Remembering Seamus Kelters: Pioneering Trauma Journalist

By Bruce Shapiro

Seamus Kelters, May 2017

Seamus Kelters, Crumlin Glen, Northern Ireland, May 2017.

Seamus Kelters was a reporter, a local journalist covering his home turf for his entire career. He was a lot like other first-rate local reporters: that well-attuned eye for the absurd and the hypocritical; that stubborn sense of justice; and that intimate knowledge of people, places and enough backstories to end careers and marriages if he not been such a generous soul. But Seamus’ hometown was Belfast. When Seamus was nine his family and neighbors evacuated from their homes in one of Belfast’s few mixed Catholic-Protestant developments, because British soldiers and contending paramilitaries turned it into a free-fire zone. In his first days as a newly-hired reporter at the Irish News he was covered an IRA funeral in Milltown Cemetery when a loyalist hitman rained bullets and grenades down on the mourners. Being a local reporter meant scooping the competition in an exclusive interview with the newly-freed Birmingham Six (portrayed onscreen in “In The Name Of The Father”), beating the competition just because he’d treated those families decently throughout their years-long courtroom ordeal.  It meant carefully calibrating words at press conferences during the most anguished, nerve-wracking days of the Good Friday peace negotiations, when even a needlessly provocative question from a reporter might send the whole thing off the rails.

I first met Seamus in 2002 in one of the first Dart Center Ochberg Fellowships. He was wary; he had come reluctantly, at the behest of his bosses at BBC Belfast, and figured he was in for a week of soft-headed do-gooderism. A day or so in, a lightbulb switched on; he embraced the idea of reporters learning about trauma from the best minds in psychology and psychiatry, and applying that knowledge to our own work. From that moment on there was no stopping him.

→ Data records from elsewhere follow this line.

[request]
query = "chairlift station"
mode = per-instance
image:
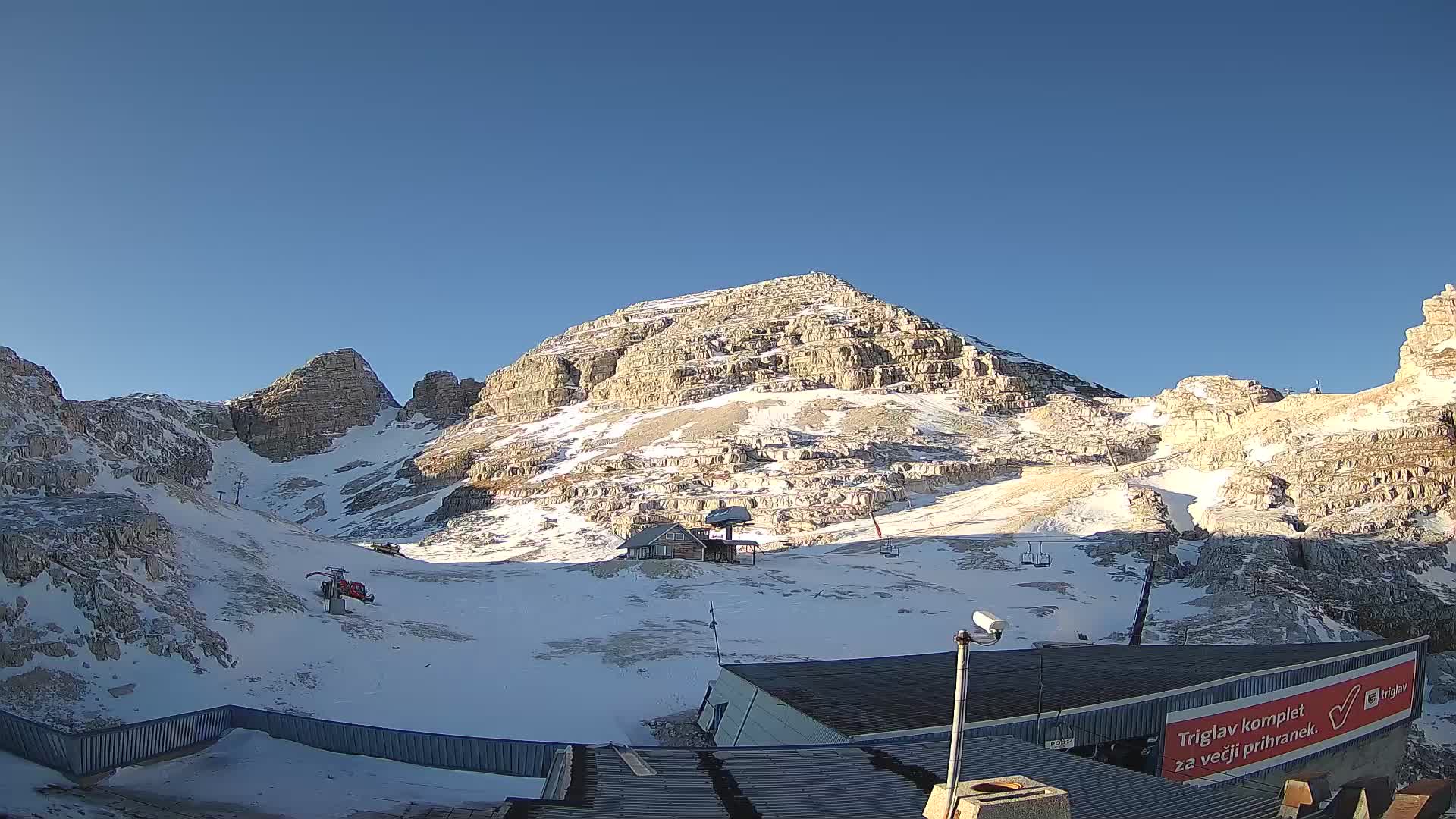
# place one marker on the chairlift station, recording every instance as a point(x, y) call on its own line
point(1120, 704)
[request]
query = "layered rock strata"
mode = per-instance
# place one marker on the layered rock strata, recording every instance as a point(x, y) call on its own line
point(303, 411)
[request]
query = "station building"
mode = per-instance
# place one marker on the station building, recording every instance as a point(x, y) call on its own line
point(1200, 714)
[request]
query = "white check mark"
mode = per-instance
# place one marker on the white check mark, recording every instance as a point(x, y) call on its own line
point(1340, 713)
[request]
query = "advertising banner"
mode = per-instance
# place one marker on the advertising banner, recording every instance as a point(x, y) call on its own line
point(1231, 739)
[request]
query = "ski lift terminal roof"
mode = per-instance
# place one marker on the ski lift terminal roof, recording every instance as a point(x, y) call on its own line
point(870, 781)
point(897, 694)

Seamus introduced me to the remarkable generation of Northern Irish journalists who chronicled brutal civil conflict afflicting their own community. We brought many of those reporters and editors together over a weekend in 2004 that I still contemplate and draw upon. People wander into journalism from all kinds of backgrounds and for all kinds of reasons. In the crucible of the Troubles, Seamus had decided that reporting with depth and integrity was the best response to sectarian violence. For him, and many of his colleagues, journalism was not only a profession but the alternative to picking up a gun. Seamus was an Irish Republican who worked side by side with unionist and loyalist colleagues covering marches and massacres, peace negotiations and parliamentary stalemates. He often told me that he and his best friends in the newsroom trusted one another with their lives yet never discussed how they voted. He was constantly alive to contradictions and inner conflicts; I remember him saying about the Omagh bombing, the single most deadly attack of the Troubles, that while reporting at the ghastly scene he wanted to be nowhere but home with his wife Camilla and his sons Brendan and Michael - but that once home, he was equally desperate to get back to covering the story. 

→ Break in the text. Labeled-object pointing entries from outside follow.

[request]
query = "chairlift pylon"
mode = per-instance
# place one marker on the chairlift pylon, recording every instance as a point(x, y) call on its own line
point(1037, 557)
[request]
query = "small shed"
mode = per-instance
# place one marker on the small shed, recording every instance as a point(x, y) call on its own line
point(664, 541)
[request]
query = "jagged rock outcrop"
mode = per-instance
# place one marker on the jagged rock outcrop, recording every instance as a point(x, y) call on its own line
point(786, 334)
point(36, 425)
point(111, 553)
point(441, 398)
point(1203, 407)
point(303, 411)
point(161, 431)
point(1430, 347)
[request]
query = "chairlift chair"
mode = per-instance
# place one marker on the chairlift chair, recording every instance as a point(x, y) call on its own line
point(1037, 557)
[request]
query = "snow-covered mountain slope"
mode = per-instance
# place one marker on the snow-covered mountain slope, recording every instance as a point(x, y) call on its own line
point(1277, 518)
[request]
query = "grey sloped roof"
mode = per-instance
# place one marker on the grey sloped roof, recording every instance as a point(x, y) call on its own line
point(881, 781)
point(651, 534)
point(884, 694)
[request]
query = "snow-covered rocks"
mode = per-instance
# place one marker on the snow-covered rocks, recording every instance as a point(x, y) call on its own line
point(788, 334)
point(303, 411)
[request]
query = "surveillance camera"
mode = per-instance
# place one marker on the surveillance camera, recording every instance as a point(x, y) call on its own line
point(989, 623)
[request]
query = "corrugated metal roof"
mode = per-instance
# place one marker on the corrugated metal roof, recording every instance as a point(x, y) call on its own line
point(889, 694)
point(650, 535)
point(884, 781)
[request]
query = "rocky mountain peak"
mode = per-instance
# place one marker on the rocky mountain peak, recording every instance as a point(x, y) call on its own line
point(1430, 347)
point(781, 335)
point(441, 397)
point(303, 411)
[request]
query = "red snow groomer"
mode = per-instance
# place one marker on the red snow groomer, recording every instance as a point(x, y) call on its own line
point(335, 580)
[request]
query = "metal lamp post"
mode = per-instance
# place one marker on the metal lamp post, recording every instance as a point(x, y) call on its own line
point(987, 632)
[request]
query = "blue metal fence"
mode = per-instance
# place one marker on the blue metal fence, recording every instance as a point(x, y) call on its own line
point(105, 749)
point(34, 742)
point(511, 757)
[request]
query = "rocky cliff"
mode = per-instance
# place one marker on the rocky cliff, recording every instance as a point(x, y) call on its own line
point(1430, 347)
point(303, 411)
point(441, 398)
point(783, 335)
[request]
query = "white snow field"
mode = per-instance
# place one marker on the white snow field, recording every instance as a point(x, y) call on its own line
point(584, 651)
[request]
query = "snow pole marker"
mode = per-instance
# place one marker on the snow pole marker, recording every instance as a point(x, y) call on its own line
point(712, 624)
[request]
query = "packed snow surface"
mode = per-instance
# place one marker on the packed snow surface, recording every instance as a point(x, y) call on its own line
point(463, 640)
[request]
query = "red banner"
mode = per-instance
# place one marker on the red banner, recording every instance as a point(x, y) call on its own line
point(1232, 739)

Seamus liked to tell long, funny yarns and I guess they were mostly true. He was a ruthless pool shark - I watched him pummel all comers in a Chicago neighborhood bar, with an intimidating ferocity of gaze over the cue that I think he learned from staring down cops and Provos. He loved photography and all the secret crafts of television and radio production - he could work himself into hilarious outrage over someone’s badly edited tape.

Seamus’ monumental contribution was Lost Lives, 1 million words compiled with David McKittrick, Chris Thornton and Brian Feeney which will be studied 100 years from now by people trying to understand how civil conflict spins out of control.  Among other things Lost Lives is a masterwork of investigative journalism, based on a database Seamus began compiling long before “data journalism” was a buzzword. Seamus didn’t talk much about all the labor involving in researching and tracking 3,700+ killings, but he talked a lot about the passionate, granular arguments he and his co-authors had in trying to ensure the accuracy and even-handed treatment of each and every case. 

Today Northern Ireland is more famous as the set for the fantasy battles of Game of Thrones than the setting of real-life bloodletting.  Thanks to the Good Friday peace process – still unfinished and newly stressed by Brexit - Seamus was able to turn his investigative talents in recent years to officials’ funny-money deals, to animal abuse and environmental crime and other targets. Young reporters in Belfast now work among smart glass-fronted office towers unimaginable in the bad days of bombs and bullets. But the standard Seamus and his colleagues established in the worst years of the Troubles still sets Northern Irish journalism apart. We shall not see his like again.